# XFMR Connection



## jar546 (Jun 8, 2011)

How do you connect your transformers?


----------



## beach (Jun 8, 2011)

In what way are you asking?


----------



## mark handler (Jun 8, 2011)

http://www.cooperpower.com/library/pdf/r201902.pdf


----------



## raider1 (Jun 8, 2011)

I don't see a grounding electrode conductor and I am having a hard time seeing the system bonding jumper connection.

Chris


----------



## jar546 (Jun 8, 2011)

raider1 said:
			
		

> I don't see a grounding electrode conductor and I am having a hard time seeing the system bonding jumper connection.Chris


Yes, me neither


----------



## raider1 (Jun 8, 2011)

I would also wager that the supply side bonding jumper (formally known as the equipment bonding jumper) is not sized properly. It seems quite small.

Chris


----------



## chris kennedy (Jun 8, 2011)

raider1 said:
			
		

> I don't see a grounding electrode conductor and I am having a hard time seeing the system bonding jumper connection.Chris





			
				jar546 said:
			
		

> Yes, me neither


Looks like there is an empty lug on X0 right under X2. Maybe the installer isn't finished yet.:lol:


----------



## jar546 (Jun 9, 2011)

A better pic of the XFMR next to it:


----------



## beach (Jun 9, 2011)

I didn't know you had a picture attached...... I can't view any of the pics, only the text. Weird....


----------



## raider1 (Jun 9, 2011)

No, system bonding jumper.

No, grounding electrode conductor

The supply side bonding jumper appears to be too small.

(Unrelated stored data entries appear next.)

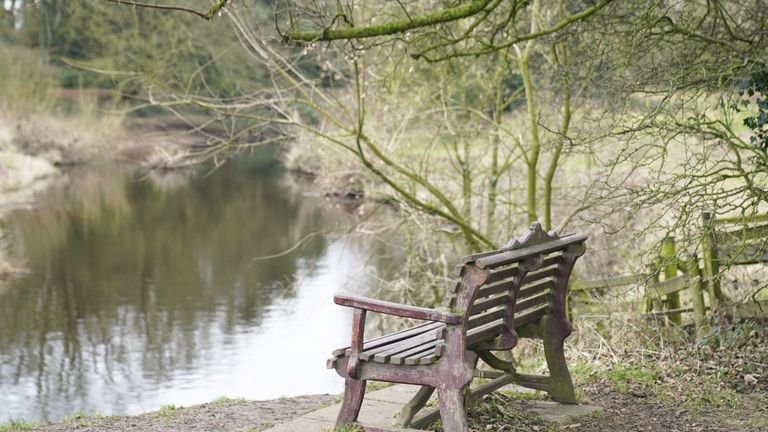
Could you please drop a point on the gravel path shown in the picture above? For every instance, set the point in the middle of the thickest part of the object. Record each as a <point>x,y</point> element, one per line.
<point>230,415</point>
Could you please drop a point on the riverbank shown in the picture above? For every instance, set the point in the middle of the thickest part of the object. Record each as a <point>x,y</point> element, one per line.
<point>602,408</point>
<point>36,148</point>
<point>221,415</point>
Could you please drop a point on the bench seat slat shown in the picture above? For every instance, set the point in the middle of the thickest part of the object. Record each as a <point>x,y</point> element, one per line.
<point>530,316</point>
<point>482,319</point>
<point>382,354</point>
<point>412,356</point>
<point>532,302</point>
<point>539,275</point>
<point>490,303</point>
<point>393,337</point>
<point>532,290</point>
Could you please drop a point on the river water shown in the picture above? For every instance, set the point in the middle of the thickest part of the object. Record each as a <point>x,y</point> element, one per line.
<point>143,290</point>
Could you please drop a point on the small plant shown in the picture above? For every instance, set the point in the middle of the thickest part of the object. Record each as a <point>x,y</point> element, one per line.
<point>346,428</point>
<point>168,410</point>
<point>17,425</point>
<point>625,377</point>
<point>224,400</point>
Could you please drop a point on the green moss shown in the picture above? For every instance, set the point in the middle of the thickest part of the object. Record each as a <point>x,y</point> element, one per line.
<point>17,425</point>
<point>225,401</point>
<point>625,377</point>
<point>169,410</point>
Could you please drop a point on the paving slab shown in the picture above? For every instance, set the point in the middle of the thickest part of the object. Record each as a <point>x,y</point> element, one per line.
<point>380,411</point>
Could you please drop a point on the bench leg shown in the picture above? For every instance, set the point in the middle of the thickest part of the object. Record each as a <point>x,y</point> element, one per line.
<point>453,411</point>
<point>354,391</point>
<point>561,385</point>
<point>415,405</point>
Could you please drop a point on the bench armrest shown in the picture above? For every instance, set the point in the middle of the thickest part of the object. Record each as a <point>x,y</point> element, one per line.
<point>397,309</point>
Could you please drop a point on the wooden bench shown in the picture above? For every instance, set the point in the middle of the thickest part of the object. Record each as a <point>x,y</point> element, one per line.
<point>499,296</point>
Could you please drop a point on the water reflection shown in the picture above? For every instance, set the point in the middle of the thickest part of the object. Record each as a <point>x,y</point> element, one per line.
<point>143,291</point>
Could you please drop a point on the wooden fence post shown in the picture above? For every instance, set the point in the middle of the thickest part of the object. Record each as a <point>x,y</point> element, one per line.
<point>668,255</point>
<point>697,295</point>
<point>651,299</point>
<point>709,255</point>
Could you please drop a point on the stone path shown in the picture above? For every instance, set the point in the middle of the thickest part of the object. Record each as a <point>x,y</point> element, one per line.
<point>382,407</point>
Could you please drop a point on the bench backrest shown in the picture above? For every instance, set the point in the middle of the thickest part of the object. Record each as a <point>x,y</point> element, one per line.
<point>519,284</point>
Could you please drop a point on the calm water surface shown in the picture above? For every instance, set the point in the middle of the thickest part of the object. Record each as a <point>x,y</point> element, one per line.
<point>143,291</point>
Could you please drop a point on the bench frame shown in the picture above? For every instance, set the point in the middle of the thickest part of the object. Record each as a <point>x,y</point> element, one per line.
<point>456,363</point>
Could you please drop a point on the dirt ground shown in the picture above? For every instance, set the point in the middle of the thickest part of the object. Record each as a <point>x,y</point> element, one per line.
<point>230,415</point>
<point>622,412</point>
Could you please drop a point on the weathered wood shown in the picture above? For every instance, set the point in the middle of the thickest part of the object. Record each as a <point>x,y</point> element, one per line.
<point>610,282</point>
<point>669,286</point>
<point>383,353</point>
<point>697,296</point>
<point>392,337</point>
<point>354,391</point>
<point>669,260</point>
<point>522,287</point>
<point>512,256</point>
<point>711,268</point>
<point>743,234</point>
<point>747,310</point>
<point>743,254</point>
<point>415,405</point>
<point>358,335</point>
<point>397,309</point>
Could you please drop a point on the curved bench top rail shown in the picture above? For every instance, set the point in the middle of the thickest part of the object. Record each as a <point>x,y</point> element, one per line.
<point>506,257</point>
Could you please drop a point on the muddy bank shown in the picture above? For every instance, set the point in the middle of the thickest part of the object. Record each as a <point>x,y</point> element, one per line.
<point>223,415</point>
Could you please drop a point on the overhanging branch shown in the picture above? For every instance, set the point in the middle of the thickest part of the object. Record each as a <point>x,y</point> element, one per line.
<point>204,15</point>
<point>391,27</point>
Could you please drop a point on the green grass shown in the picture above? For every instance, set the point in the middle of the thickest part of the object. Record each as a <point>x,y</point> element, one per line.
<point>533,395</point>
<point>169,410</point>
<point>17,425</point>
<point>224,401</point>
<point>623,377</point>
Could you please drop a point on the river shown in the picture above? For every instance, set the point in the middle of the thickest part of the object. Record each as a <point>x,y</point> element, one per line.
<point>146,290</point>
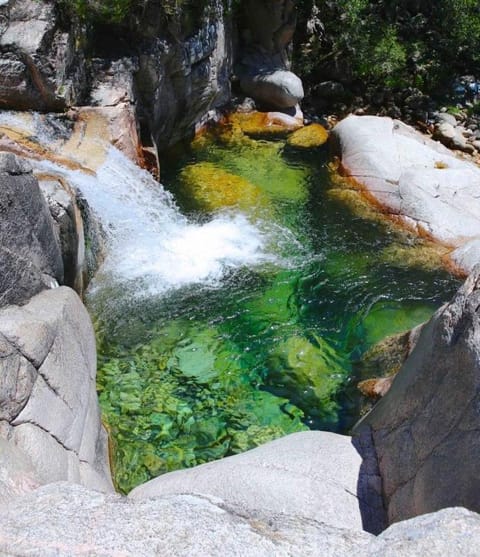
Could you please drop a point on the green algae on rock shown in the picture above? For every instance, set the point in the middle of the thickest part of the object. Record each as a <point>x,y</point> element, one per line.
<point>171,407</point>
<point>312,373</point>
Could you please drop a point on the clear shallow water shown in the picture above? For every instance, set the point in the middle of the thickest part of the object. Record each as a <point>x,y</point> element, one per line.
<point>221,330</point>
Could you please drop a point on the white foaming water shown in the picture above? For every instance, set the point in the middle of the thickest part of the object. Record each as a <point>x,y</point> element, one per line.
<point>152,242</point>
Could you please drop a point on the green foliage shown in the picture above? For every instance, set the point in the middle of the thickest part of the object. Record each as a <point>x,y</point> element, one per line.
<point>392,43</point>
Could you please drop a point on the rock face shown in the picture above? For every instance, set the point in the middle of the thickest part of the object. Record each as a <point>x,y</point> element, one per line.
<point>263,69</point>
<point>449,532</point>
<point>310,474</point>
<point>30,256</point>
<point>415,178</point>
<point>276,87</point>
<point>178,81</point>
<point>62,519</point>
<point>41,66</point>
<point>424,430</point>
<point>49,408</point>
<point>66,520</point>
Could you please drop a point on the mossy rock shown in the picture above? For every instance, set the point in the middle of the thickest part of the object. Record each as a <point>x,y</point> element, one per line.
<point>388,318</point>
<point>309,137</point>
<point>310,375</point>
<point>209,188</point>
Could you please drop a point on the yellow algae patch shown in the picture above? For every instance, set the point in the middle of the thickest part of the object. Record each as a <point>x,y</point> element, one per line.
<point>426,255</point>
<point>357,204</point>
<point>265,124</point>
<point>309,137</point>
<point>210,188</point>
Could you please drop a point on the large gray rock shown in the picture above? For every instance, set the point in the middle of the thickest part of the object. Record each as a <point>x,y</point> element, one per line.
<point>447,533</point>
<point>42,67</point>
<point>278,88</point>
<point>413,177</point>
<point>30,256</point>
<point>311,474</point>
<point>49,408</point>
<point>66,520</point>
<point>425,430</point>
<point>17,475</point>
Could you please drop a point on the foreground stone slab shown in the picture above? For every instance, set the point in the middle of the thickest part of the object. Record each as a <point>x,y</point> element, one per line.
<point>48,403</point>
<point>67,520</point>
<point>62,519</point>
<point>414,178</point>
<point>425,429</point>
<point>446,533</point>
<point>310,474</point>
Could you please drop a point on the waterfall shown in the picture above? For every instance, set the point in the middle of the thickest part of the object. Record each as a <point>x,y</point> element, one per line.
<point>150,242</point>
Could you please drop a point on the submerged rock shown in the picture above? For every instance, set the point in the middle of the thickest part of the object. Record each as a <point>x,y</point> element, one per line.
<point>309,137</point>
<point>266,124</point>
<point>209,188</point>
<point>309,374</point>
<point>312,475</point>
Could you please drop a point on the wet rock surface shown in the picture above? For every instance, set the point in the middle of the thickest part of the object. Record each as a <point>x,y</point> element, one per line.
<point>30,255</point>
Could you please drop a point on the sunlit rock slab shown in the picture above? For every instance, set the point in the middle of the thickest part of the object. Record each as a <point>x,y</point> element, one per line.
<point>62,519</point>
<point>413,177</point>
<point>310,474</point>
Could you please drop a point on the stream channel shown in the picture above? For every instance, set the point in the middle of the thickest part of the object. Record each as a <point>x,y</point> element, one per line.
<point>234,308</point>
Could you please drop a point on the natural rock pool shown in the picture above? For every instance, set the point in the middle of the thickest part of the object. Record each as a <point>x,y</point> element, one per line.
<point>242,317</point>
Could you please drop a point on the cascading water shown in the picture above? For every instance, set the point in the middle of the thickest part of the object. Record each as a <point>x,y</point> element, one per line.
<point>234,326</point>
<point>151,242</point>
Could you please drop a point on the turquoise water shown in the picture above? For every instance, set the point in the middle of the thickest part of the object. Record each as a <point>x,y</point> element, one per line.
<point>268,346</point>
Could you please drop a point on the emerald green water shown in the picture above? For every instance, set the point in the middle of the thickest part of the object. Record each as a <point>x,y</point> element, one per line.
<point>211,369</point>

Someone needs a lesson in 250.30. 

Chris


----------



## jar546 (Jun 9, 2011)

They ran the neutral from XO directly to the neutral bar of the panel/disco and from there ran a GEC.

There is no bonding jumper from XO to the XFMR frame sized IAW 250.66


----------



## BSSTG (Jun 9, 2011)

That there could smoke the bosses coffee pot. Not a good thing. I did it once!

BS


----------



## jar546 (Jun 9, 2011)

Let me paint a better picture.

The system bonding jumper IS from the first disconnect as allowed, HOWEVER, it is useless because the GEC is off the frame of the XFMR.

They are going to remove the system bond from the main disconnect and place it from XO to the XFMR frame ground, then move the initial connection point of the GEC from the XFMR frame to XO where there is a lug waiting for it.  Another lug must be added to XO for the system bond jumper.


----------



## RJJ (Jun 14, 2011)

What are the little smoke marks on the back side of photo #2.


----------



## jar546 (Jun 16, 2011)

So I have a question.

Do you see more GEC's connected to the XFMR or to the first disco/panel on the secondary side?


----------



## raider1 (Jun 17, 2011)

jar546 said:
			
		

> So I have a question.Do you see more GEC's connected to the XFMR or to the first disco/panel on the secondary side?


Most of the time in my area the grounding and bonding is done at the transformer and not at the first disconnecting means. That is the way I preferred to do it when I was installing.

Chris


----------